Last week at Union Square in Manhattan, the 13th Annual Passport to Taiwan Festival celebrated Taiwanese-American heritage and introduced hundreds of people to the island nation’s brilliant culture, art, history, and mouthwatering food. That afternoon, I sipped on a boba drink while walking around the venue with a friend. We both spent last summer interning in Taipei, and the sights, food, music, and performances at the festival reminded us of our exciting adventures in Taiwan.
Here are four fun destinations in the nation’s capital that I really enjoyed last summer!
1. Chiang Kai-shek Memorial Hall (中正紀念堂/”Zhongzheng jinian tang”)

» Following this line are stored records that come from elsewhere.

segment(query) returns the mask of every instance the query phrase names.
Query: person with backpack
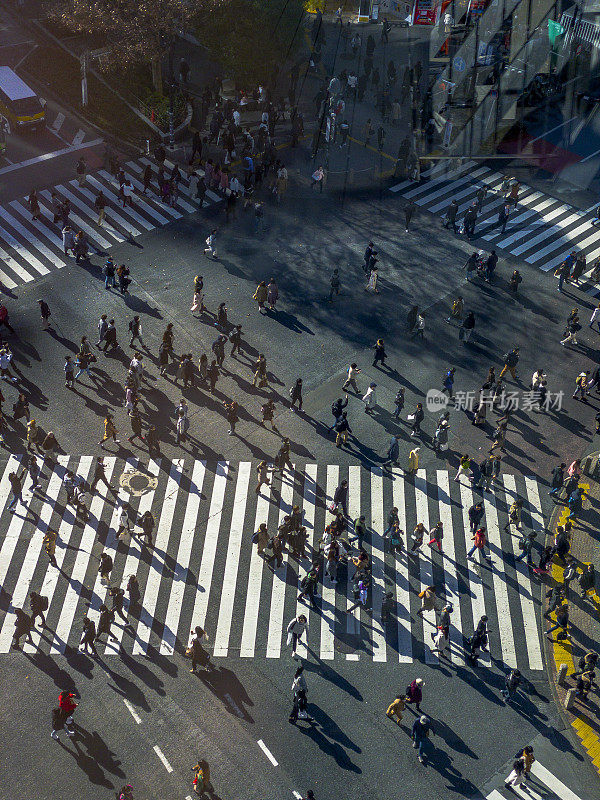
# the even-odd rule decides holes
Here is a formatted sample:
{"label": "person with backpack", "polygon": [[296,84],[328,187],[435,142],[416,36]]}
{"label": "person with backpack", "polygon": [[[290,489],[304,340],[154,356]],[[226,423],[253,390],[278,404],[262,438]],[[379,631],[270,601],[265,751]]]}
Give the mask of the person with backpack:
{"label": "person with backpack", "polygon": [[306,698],[306,678],[304,677],[304,667],[301,665],[296,670],[294,680],[292,682],[292,692],[294,694],[294,702],[292,711],[289,716],[289,722],[295,724],[297,720],[304,719],[307,722],[312,722],[312,718],[307,714],[308,700]]}
{"label": "person with backpack", "polygon": [[504,375],[507,372],[510,372],[514,381],[519,380],[519,376],[517,375],[517,364],[519,363],[519,348],[514,347],[512,350],[509,350],[507,353],[504,354],[502,357],[504,362],[504,366],[498,375],[498,380],[502,380]]}
{"label": "person with backpack", "polygon": [[313,564],[308,570],[306,575],[300,581],[300,594],[298,595],[298,602],[302,602],[305,597],[313,608],[316,608],[315,597],[317,595],[317,585],[319,582],[319,565]]}
{"label": "person with backpack", "polygon": [[537,534],[534,531],[532,531],[531,533],[521,536],[518,542],[518,547],[521,552],[518,556],[515,557],[515,563],[517,563],[517,561],[522,561],[523,559],[526,559],[527,567],[529,569],[533,569],[532,550],[536,535]]}
{"label": "person with backpack", "polygon": [[46,627],[46,617],[44,612],[48,610],[49,600],[47,597],[31,592],[29,594],[29,608],[31,609],[31,624],[35,627],[35,621],[38,617],[42,620],[42,628]]}
{"label": "person with backpack", "polygon": [[481,656],[481,651],[484,650],[487,652],[487,622],[488,618],[484,614],[477,623],[477,627],[475,628],[473,635],[467,639],[467,644],[469,645],[469,655],[467,658],[474,667],[477,666],[477,660]]}
{"label": "person with backpack", "polygon": [[338,399],[334,400],[333,403],[331,404],[331,413],[333,414],[334,422],[333,425],[331,425],[328,428],[328,431],[330,433],[335,428],[347,405],[348,405],[348,394],[346,394],[345,400],[342,400],[341,397],[338,397]]}
{"label": "person with backpack", "polygon": [[348,434],[352,433],[352,428],[350,427],[350,423],[348,422],[348,415],[345,411],[342,412],[342,416],[337,420],[334,425],[335,430],[335,446],[341,447],[342,445],[346,444],[348,441]]}
{"label": "person with backpack", "polygon": [[94,644],[94,640],[96,639],[96,624],[92,619],[89,617],[83,618],[83,632],[81,634],[81,640],[79,642],[79,649],[82,653],[88,652],[88,647],[92,648],[92,654],[97,656],[98,651],[96,650],[96,645]]}
{"label": "person with backpack", "polygon": [[105,289],[114,289],[115,288],[115,275],[117,272],[117,268],[115,266],[115,262],[112,258],[107,258],[104,266],[102,267],[102,274],[104,275],[104,288]]}
{"label": "person with backpack", "polygon": [[107,586],[110,582],[110,573],[113,568],[113,560],[108,553],[102,553],[100,556],[100,564],[98,566],[98,573],[100,575],[100,582]]}

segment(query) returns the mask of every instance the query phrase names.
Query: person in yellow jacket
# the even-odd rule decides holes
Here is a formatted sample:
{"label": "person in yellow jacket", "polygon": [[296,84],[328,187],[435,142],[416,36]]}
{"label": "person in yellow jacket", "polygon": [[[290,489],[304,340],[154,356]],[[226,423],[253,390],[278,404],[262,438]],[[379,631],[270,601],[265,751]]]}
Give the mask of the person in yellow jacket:
{"label": "person in yellow jacket", "polygon": [[37,447],[38,427],[36,421],[32,418],[27,423],[27,450],[31,453],[33,446]]}
{"label": "person in yellow jacket", "polygon": [[413,448],[408,454],[408,469],[406,470],[409,475],[412,475],[419,469],[419,450],[420,447]]}
{"label": "person in yellow jacket", "polygon": [[112,436],[113,440],[119,444],[119,439],[117,439],[117,429],[115,428],[115,423],[113,422],[112,414],[106,414],[104,418],[104,438],[102,441],[98,442],[100,447],[104,449],[104,442],[110,439]]}
{"label": "person in yellow jacket", "polygon": [[44,550],[50,563],[56,566],[56,556],[54,555],[56,552],[56,532],[50,530],[50,528],[48,528],[44,536]]}
{"label": "person in yellow jacket", "polygon": [[393,719],[398,725],[402,724],[402,712],[405,708],[405,699],[405,695],[397,694],[396,699],[390,703],[388,710],[385,712],[386,717]]}
{"label": "person in yellow jacket", "polygon": [[269,291],[267,289],[267,284],[264,281],[261,281],[258,286],[256,287],[256,291],[252,295],[252,299],[256,300],[258,303],[258,310],[261,314],[264,313],[265,310],[265,303],[267,301]]}

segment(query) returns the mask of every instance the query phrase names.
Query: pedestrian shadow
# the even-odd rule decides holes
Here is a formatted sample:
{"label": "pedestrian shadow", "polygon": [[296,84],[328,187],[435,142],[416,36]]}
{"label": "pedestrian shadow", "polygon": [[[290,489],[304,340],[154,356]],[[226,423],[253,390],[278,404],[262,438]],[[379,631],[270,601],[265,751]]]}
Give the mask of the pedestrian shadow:
{"label": "pedestrian shadow", "polygon": [[239,718],[239,714],[236,712],[238,709],[246,722],[254,723],[254,719],[248,711],[248,708],[254,706],[254,702],[233,670],[227,669],[221,664],[216,666],[214,662],[208,661],[208,668],[198,672],[197,677],[221,701],[230,714]]}

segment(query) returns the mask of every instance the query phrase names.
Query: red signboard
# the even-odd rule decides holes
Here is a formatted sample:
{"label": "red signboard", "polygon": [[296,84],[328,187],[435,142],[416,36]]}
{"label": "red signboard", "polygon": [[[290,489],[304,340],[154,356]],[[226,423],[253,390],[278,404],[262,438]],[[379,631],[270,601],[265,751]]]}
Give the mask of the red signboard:
{"label": "red signboard", "polygon": [[415,0],[413,25],[435,25],[438,8],[438,0]]}

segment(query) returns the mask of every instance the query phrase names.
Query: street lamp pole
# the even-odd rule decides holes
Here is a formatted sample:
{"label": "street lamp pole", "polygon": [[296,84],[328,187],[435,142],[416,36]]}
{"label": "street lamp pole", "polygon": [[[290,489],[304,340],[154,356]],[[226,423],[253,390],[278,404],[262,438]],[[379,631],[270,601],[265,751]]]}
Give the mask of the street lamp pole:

The place I worked at last summer, the Ministry of Foreign Affairs, was right near this well-known monument erected in memory of the former president. During lunchtime, my colleagues and I would stroll to the large public square leading up to this memorial building and explore the area. Sometimes we’d watch the changing of the guard, which is an hourly ceremony conducted in a strict military fashion.
2. Yongkang Street (永康街/”Yongkang jie”)
Though I’ve been to Taipei a few times before, last year was the first time I visited this street, known for its famous restaurants, cafes, and small shops. While working at the Ministry, my coworkers and I would bike here to try out various delicacies: I really enjoyed Yongkang Street’s quaint noodle and dumpling restaurants and shaved ice booths.

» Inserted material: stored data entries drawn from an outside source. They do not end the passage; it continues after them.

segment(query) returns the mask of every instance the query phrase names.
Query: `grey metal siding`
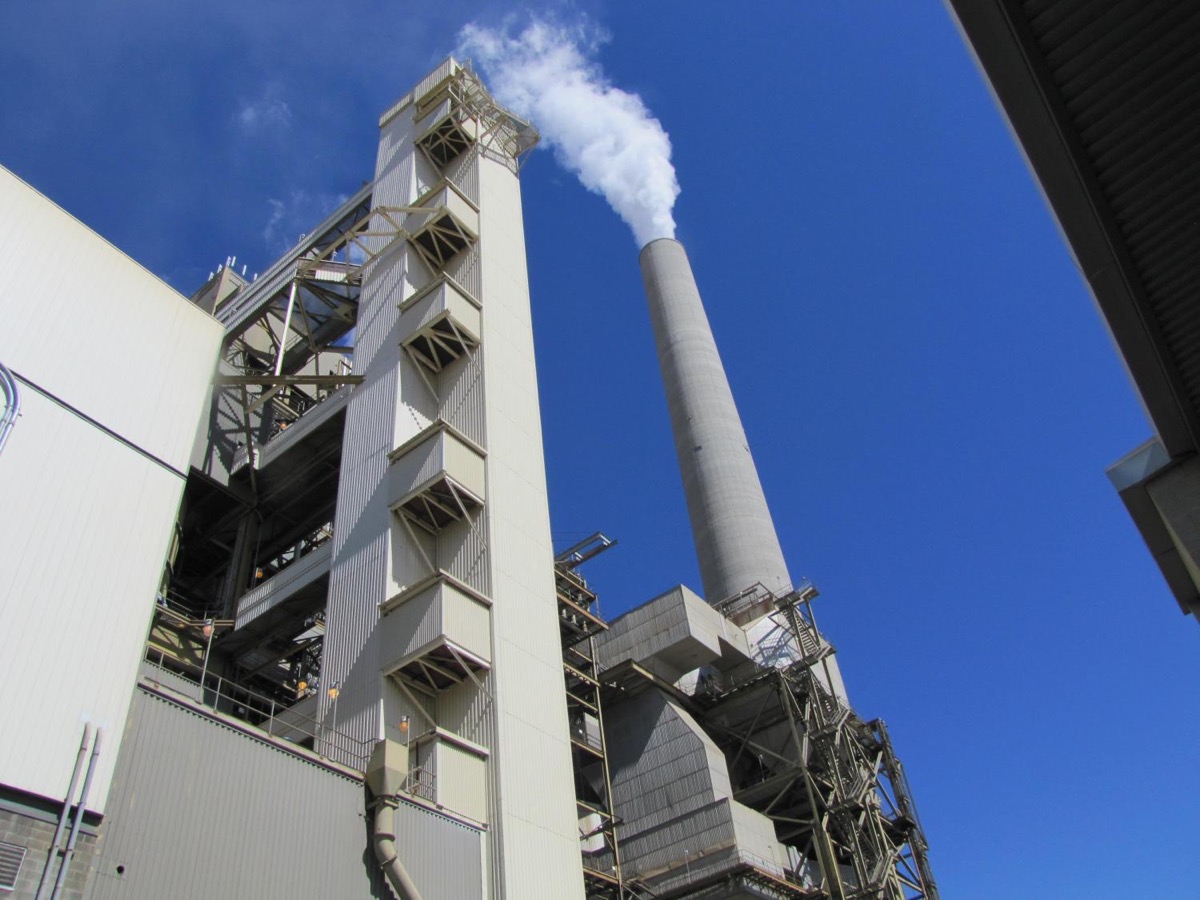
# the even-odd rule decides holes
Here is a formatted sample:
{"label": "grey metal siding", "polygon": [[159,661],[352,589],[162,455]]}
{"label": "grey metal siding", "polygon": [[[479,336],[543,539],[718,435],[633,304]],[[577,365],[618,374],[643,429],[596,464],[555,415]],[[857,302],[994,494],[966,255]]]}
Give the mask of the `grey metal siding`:
{"label": "grey metal siding", "polygon": [[[135,691],[90,896],[390,898],[365,799],[356,779]],[[397,824],[426,900],[481,895],[479,831],[410,804]]]}

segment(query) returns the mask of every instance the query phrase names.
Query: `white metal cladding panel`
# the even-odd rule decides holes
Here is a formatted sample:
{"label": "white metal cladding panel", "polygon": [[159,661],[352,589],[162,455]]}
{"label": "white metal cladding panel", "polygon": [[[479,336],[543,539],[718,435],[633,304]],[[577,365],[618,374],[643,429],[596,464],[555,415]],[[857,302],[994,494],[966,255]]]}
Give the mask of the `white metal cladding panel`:
{"label": "white metal cladding panel", "polygon": [[302,587],[312,584],[329,572],[333,543],[326,541],[308,556],[292,563],[278,575],[268,578],[238,600],[236,627],[253,622],[263,613],[274,609]]}
{"label": "white metal cladding panel", "polygon": [[454,60],[454,57],[446,57],[446,59],[438,64],[436,69],[417,82],[417,86],[412,90],[413,99],[416,100],[418,104],[422,103],[425,100],[425,95],[427,93],[429,93],[433,88],[437,87],[442,81],[457,72],[458,69],[459,65]]}
{"label": "white metal cladding panel", "polygon": [[504,890],[583,896],[562,690],[553,551],[516,178],[480,161],[488,536],[493,569],[494,752]]}
{"label": "white metal cladding panel", "polygon": [[[402,110],[380,130],[376,206],[407,206],[414,199],[412,124],[411,112]],[[351,395],[342,441],[321,678],[341,683],[338,728],[360,740],[377,738],[389,724],[380,721],[386,698],[379,604],[427,574],[419,554],[404,549],[407,533],[388,508],[393,498],[387,491],[388,453],[420,428],[404,399],[411,379],[397,332],[400,302],[415,289],[414,280],[427,278],[414,272],[414,258],[401,241],[366,271],[354,353],[355,374],[365,380]],[[320,703],[319,717],[330,720],[324,692]]]}
{"label": "white metal cladding panel", "polygon": [[412,135],[413,120],[408,113],[379,130],[372,206],[411,206],[417,198]]}
{"label": "white metal cladding panel", "polygon": [[0,782],[61,797],[86,719],[108,731],[103,810],[183,480],[34,391],[22,413],[0,459]]}
{"label": "white metal cladding panel", "polygon": [[[138,691],[93,896],[386,897],[364,815],[359,782]],[[397,825],[427,900],[480,896],[477,831],[410,804]]]}
{"label": "white metal cladding panel", "polygon": [[[392,572],[396,593],[432,575],[436,569],[437,538],[421,528],[401,520],[399,514],[391,519]],[[428,560],[428,562],[427,562]],[[430,562],[434,567],[430,567]],[[395,596],[395,593],[393,593]]]}
{"label": "white metal cladding panel", "polygon": [[419,365],[407,353],[400,358],[401,410],[397,416],[397,446],[438,418],[438,396],[430,389],[431,384],[437,387],[436,380]]}
{"label": "white metal cladding panel", "polygon": [[446,470],[444,432],[431,433],[419,444],[410,447],[393,462],[388,474],[388,494],[396,503],[421,485]]}
{"label": "white metal cladding panel", "polygon": [[400,313],[401,340],[406,340],[445,312],[450,314],[460,329],[479,337],[479,307],[463,296],[458,288],[442,279],[436,287]]}
{"label": "white metal cladding panel", "polygon": [[[491,673],[480,672],[477,677],[490,691]],[[447,731],[484,747],[492,746],[492,700],[472,681],[464,681],[438,694],[437,719]]]}
{"label": "white metal cladding panel", "polygon": [[479,245],[472,244],[462,253],[446,263],[446,274],[463,286],[477,300],[483,298],[482,266],[479,262]]}
{"label": "white metal cladding panel", "polygon": [[484,836],[479,831],[407,803],[396,810],[396,826],[397,855],[423,898],[484,896]]}
{"label": "white metal cladding panel", "polygon": [[224,329],[5,169],[0,210],[0,360],[186,467]]}
{"label": "white metal cladding panel", "polygon": [[486,500],[483,457],[449,432],[443,432],[442,442],[445,446],[446,471],[476,497]]}
{"label": "white metal cladding panel", "polygon": [[392,463],[392,502],[441,474],[447,474],[480,499],[484,498],[484,462],[474,449],[444,429],[396,457]]}
{"label": "white metal cladding panel", "polygon": [[475,149],[465,150],[450,160],[446,166],[446,177],[467,195],[476,206],[479,205],[479,153]]}
{"label": "white metal cladding panel", "polygon": [[379,662],[389,672],[414,650],[443,633],[440,585],[432,585],[389,611],[379,623]]}
{"label": "white metal cladding panel", "polygon": [[437,561],[463,584],[491,596],[492,579],[483,518],[456,522],[437,533]]}
{"label": "white metal cladding panel", "polygon": [[[424,153],[417,153],[413,156],[413,171],[415,172],[418,197],[445,178],[442,171]],[[410,227],[415,226],[410,225]]]}
{"label": "white metal cladding panel", "polygon": [[484,758],[448,741],[438,741],[435,753],[438,803],[478,822],[487,821]]}
{"label": "white metal cladding panel", "polygon": [[425,137],[430,128],[440,123],[442,119],[446,118],[446,116],[450,115],[451,109],[452,106],[449,97],[446,97],[435,106],[429,107],[429,110],[425,113],[425,115],[416,120],[417,124],[415,133],[417,135],[417,140]]}
{"label": "white metal cladding panel", "polygon": [[487,446],[484,428],[483,347],[469,359],[447,367],[438,376],[442,418],[479,444]]}
{"label": "white metal cladding panel", "polygon": [[384,615],[380,623],[381,669],[440,637],[490,661],[491,623],[487,606],[452,585],[430,585]]}
{"label": "white metal cladding panel", "polygon": [[441,586],[442,627],[464,650],[492,658],[492,621],[488,607],[452,585]]}
{"label": "white metal cladding panel", "polygon": [[409,213],[405,228],[411,233],[415,234],[420,231],[429,221],[437,217],[438,210],[445,209],[472,234],[479,234],[479,213],[466,198],[449,185],[443,185],[441,190],[422,197],[420,202],[423,210],[430,211]]}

3. Elephant Mountain (象山/”Xiangshan”)
Hiking up stairs to reach the top of this mountain gives you a magnificent view of the Taipei skyline. It only takes about 20 minutes to get to the top, and the stairs aren’t too difficult to climb. The mountain is a particularly popular place to visit during sunrise and sunset, with tourists ascending alongside locals and photographers.
4. Ximending (西門町)
This shopping district is famous for its youth culture and its restaurants, fashion-forward clothing shops, and all types of entertainment: theaters, salons, KTV venues, trendy bars and clubs, and food stalls. Ximending is always packed on weekends, with young people enjoying this happenin’ district.
There are abundant options of stores and places to eat, and you’ll find foreign restaurants in addition to unique eateries, including the infamous toilet-themed restaurant. Whether it’s seeing a live performance, getting a new haircut, or buying a snack, Ximending is an unforgettable must-see if you’re ever in Taipei.